Chromosome abnormalities in human epithelial ovarian malignancies

• Published in: Gynecologic oncology Vol. 38; no. 3; pp. 473 - 477
• Main Authors: Gallion, H.H., Powell, D.E., Smith, L.W., Morrow, J.K., Martin, A.W., van Nagell, J.R., Donaldson, E.S.
• Format: Journal Article Conference Proceeding
• Language: English
• Published: San Diego, CA Elsevier Inc 01.09.1990; Elsevier
• Subjects: Adult; Aged; Aged, 80 and over; Biological and medical sciences; Blotting, Southern; Chromosome Aberrations; Chromosomes, Human, Pair 1; Chromosomes, Human, Pair 11; Chromosomes, Human, Pair 3; Chromosomes, Human, Pair 7; ErbB Receptors; Female; Female genital diseases; Genes, ras - genetics; Gynecology. Andrology. Obstetrics; Humans; Insulin-Like Growth Factor II - genetics; Karyotyping; Medical sciences; Middle Aged; Multigene Family; Ovarian Neoplasms - genetics; Protein-Tyrosine Kinases - genetics; Proto-Oncogene Proteins - genetics; Proto-Oncogene Proteins c-ets; Transcription Factors; Tumors
• ISSN: 0090-8258; 1095-6859
• DOI: 10.1016/0090-8258(90)90094-2

Karyotypic analysis of tumor specimens from 29 patients with untreated epithelial ovarian carcinoma was performed at the University of Kentucky Medical Center. Twenty-three of the twenty-nine tumors had adequate cells for analysis. Seventeen of these tumors exhibited chromosome abnormalities. Chromosome alterations were complex, with an average of seven different abnormal chromosomal patterns per tumor (range 2–14).

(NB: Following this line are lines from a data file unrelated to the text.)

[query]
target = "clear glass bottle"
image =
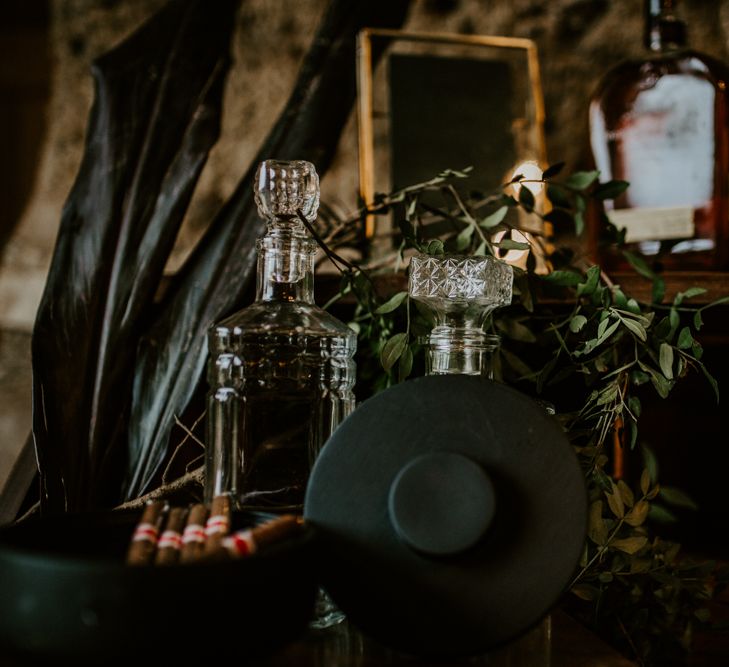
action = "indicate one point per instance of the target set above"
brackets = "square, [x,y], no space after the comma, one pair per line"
[461,292]
[281,371]
[662,123]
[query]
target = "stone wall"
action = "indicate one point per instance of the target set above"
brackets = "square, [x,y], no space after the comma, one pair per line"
[577,41]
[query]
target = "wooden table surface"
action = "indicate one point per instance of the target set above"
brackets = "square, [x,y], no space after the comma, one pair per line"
[344,646]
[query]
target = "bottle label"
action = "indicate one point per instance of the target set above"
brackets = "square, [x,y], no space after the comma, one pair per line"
[654,224]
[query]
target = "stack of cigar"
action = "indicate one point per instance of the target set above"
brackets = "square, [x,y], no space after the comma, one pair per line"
[167,535]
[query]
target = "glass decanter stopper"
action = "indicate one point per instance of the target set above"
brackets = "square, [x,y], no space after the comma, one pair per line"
[281,371]
[461,292]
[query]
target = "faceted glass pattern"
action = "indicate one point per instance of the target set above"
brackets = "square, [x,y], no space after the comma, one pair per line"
[282,188]
[449,279]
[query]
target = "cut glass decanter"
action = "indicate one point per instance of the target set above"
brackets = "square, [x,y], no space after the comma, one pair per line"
[281,371]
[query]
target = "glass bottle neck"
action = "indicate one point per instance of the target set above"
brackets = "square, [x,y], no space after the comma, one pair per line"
[460,351]
[663,31]
[285,266]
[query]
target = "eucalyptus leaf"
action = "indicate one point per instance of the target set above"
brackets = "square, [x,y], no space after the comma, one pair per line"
[660,514]
[393,303]
[526,198]
[496,218]
[553,170]
[563,278]
[666,360]
[405,364]
[610,189]
[638,514]
[630,545]
[581,180]
[677,498]
[635,328]
[558,196]
[510,244]
[685,339]
[577,322]
[615,501]
[464,237]
[393,349]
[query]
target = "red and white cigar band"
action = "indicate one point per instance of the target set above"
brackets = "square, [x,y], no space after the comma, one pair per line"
[240,543]
[217,524]
[193,533]
[145,532]
[170,539]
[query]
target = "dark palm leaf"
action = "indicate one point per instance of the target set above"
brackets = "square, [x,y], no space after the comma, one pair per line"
[217,277]
[154,119]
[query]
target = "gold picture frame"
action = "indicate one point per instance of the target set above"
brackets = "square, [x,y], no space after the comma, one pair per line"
[408,76]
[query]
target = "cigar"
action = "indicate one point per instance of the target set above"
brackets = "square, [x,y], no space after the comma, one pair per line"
[144,540]
[170,542]
[193,539]
[247,542]
[218,524]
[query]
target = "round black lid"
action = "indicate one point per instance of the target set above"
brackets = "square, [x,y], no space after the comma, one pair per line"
[452,513]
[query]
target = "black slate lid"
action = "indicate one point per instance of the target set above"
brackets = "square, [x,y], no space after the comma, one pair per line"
[452,513]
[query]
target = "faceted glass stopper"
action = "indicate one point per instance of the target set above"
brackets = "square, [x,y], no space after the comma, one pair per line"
[452,280]
[284,187]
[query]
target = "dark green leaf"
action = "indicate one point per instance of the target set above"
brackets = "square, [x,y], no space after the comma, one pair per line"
[509,244]
[577,322]
[634,327]
[698,320]
[651,463]
[615,501]
[639,264]
[393,303]
[495,218]
[660,514]
[596,527]
[405,365]
[712,381]
[552,170]
[591,280]
[516,363]
[516,330]
[630,545]
[659,289]
[393,349]
[665,359]
[435,247]
[559,217]
[464,237]
[689,294]
[685,339]
[564,278]
[526,198]
[610,190]
[634,406]
[581,180]
[677,497]
[558,196]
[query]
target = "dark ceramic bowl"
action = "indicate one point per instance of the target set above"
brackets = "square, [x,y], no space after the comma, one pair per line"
[66,597]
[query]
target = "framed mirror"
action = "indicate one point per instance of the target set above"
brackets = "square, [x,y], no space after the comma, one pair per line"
[430,102]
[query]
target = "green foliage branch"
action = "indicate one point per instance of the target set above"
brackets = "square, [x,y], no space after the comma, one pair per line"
[573,337]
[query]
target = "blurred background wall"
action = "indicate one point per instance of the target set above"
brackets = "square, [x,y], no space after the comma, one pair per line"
[46,90]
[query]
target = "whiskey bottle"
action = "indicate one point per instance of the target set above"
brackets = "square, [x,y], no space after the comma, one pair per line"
[281,371]
[662,124]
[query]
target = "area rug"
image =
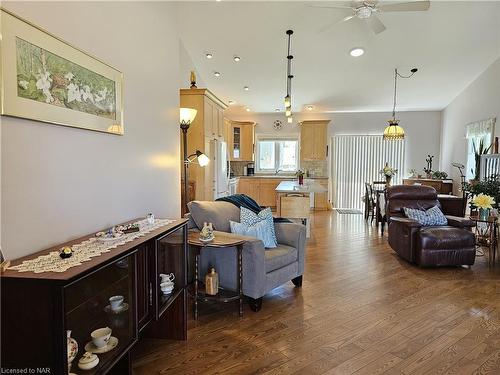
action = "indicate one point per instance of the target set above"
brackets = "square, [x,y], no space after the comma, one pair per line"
[348,211]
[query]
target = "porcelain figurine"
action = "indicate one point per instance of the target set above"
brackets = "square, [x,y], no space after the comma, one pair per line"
[207,232]
[72,348]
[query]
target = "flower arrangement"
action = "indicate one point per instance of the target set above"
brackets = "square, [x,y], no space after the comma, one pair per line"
[388,171]
[483,201]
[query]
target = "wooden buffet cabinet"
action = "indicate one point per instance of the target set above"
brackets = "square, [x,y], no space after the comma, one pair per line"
[38,308]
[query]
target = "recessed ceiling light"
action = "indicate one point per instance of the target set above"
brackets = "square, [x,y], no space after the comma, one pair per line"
[356,52]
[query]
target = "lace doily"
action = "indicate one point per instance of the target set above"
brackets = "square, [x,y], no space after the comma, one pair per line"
[85,250]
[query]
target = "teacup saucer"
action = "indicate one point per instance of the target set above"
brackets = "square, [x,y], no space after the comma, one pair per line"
[123,307]
[112,343]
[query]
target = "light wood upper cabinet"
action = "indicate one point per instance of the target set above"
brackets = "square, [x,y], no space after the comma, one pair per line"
[313,140]
[241,141]
[208,124]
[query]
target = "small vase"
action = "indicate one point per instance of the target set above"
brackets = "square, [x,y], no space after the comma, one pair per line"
[388,180]
[484,214]
[72,348]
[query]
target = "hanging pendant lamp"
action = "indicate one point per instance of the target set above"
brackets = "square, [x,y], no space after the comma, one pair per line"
[289,76]
[393,131]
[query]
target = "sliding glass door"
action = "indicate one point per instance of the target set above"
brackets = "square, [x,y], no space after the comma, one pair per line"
[359,159]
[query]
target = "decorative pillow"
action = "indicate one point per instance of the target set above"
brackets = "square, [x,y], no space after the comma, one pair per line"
[257,230]
[433,216]
[250,218]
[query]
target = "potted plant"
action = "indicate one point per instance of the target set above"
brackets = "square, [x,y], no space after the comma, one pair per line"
[485,204]
[388,173]
[300,175]
[428,169]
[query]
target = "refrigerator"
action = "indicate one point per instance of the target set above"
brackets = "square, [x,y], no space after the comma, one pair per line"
[220,168]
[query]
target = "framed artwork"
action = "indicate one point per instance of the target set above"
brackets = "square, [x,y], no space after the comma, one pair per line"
[46,79]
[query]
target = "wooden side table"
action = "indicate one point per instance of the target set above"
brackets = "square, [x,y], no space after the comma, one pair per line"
[222,240]
[487,236]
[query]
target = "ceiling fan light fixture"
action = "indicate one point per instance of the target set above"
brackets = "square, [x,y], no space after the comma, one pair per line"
[364,12]
[393,131]
[356,52]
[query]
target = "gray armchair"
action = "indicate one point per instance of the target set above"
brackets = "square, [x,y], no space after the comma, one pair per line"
[263,269]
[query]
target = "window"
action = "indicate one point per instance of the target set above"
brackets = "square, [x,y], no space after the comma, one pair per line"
[476,132]
[275,154]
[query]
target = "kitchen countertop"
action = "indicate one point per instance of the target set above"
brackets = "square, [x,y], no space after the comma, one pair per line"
[294,187]
[281,177]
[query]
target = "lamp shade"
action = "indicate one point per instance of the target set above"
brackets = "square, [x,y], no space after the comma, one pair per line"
[187,115]
[203,159]
[393,131]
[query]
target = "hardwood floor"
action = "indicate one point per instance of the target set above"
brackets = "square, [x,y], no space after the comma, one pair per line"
[361,310]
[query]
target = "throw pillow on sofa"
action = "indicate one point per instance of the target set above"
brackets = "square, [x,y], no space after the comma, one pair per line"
[250,218]
[432,217]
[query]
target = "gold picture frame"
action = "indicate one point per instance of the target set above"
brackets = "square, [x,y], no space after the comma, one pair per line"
[44,78]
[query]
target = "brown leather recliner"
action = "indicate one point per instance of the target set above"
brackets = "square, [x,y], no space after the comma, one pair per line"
[450,245]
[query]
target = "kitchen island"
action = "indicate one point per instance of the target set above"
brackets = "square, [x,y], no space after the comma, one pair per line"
[294,201]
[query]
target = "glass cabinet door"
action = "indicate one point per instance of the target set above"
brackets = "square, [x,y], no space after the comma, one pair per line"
[171,275]
[102,302]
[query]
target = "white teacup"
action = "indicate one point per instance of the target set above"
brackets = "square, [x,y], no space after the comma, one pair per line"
[116,302]
[164,277]
[100,337]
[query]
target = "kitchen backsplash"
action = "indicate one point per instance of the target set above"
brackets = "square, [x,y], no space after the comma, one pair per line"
[316,168]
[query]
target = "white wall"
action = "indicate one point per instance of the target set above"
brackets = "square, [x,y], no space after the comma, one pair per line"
[59,183]
[480,100]
[422,129]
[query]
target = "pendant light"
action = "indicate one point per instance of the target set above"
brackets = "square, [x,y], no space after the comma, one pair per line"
[393,131]
[289,76]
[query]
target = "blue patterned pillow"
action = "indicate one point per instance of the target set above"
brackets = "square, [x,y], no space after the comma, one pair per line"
[432,217]
[250,218]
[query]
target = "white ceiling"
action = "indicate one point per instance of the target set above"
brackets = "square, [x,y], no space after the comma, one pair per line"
[451,44]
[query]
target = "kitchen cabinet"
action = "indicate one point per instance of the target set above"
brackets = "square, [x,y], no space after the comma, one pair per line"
[321,199]
[313,139]
[250,187]
[77,300]
[241,141]
[207,125]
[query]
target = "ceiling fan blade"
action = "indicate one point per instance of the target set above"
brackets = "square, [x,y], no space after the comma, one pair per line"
[375,24]
[331,7]
[413,6]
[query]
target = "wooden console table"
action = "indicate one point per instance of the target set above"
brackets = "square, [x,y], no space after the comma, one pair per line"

Chromosomes 1 and 11 were the most commonly involved, being abnormal in 89 and 83% of tumors, respectively. Chromosomes 3 and 7 were also frequently abnormal. In contrast to invasive tumors, alterations in chromosomes 1 and 11 were not seen in the two tumors of borderline malignant potential. Evidence for DNA amplification of IGF2, Ha- ras-1, and c- ets was not observed. Amplification of the c- erbB-2 oncogene was present in two tumors. These findings indicate that multiple karyotypic abnormalities occur in untreated epithelial ovarian malignancies, with chromosomes 1 and 11 being the most frequently abnormal. These data also suggest that alterations of these chromosomes may be associated with the biologically aggressive behavior of frankly invasive ovarian tumors.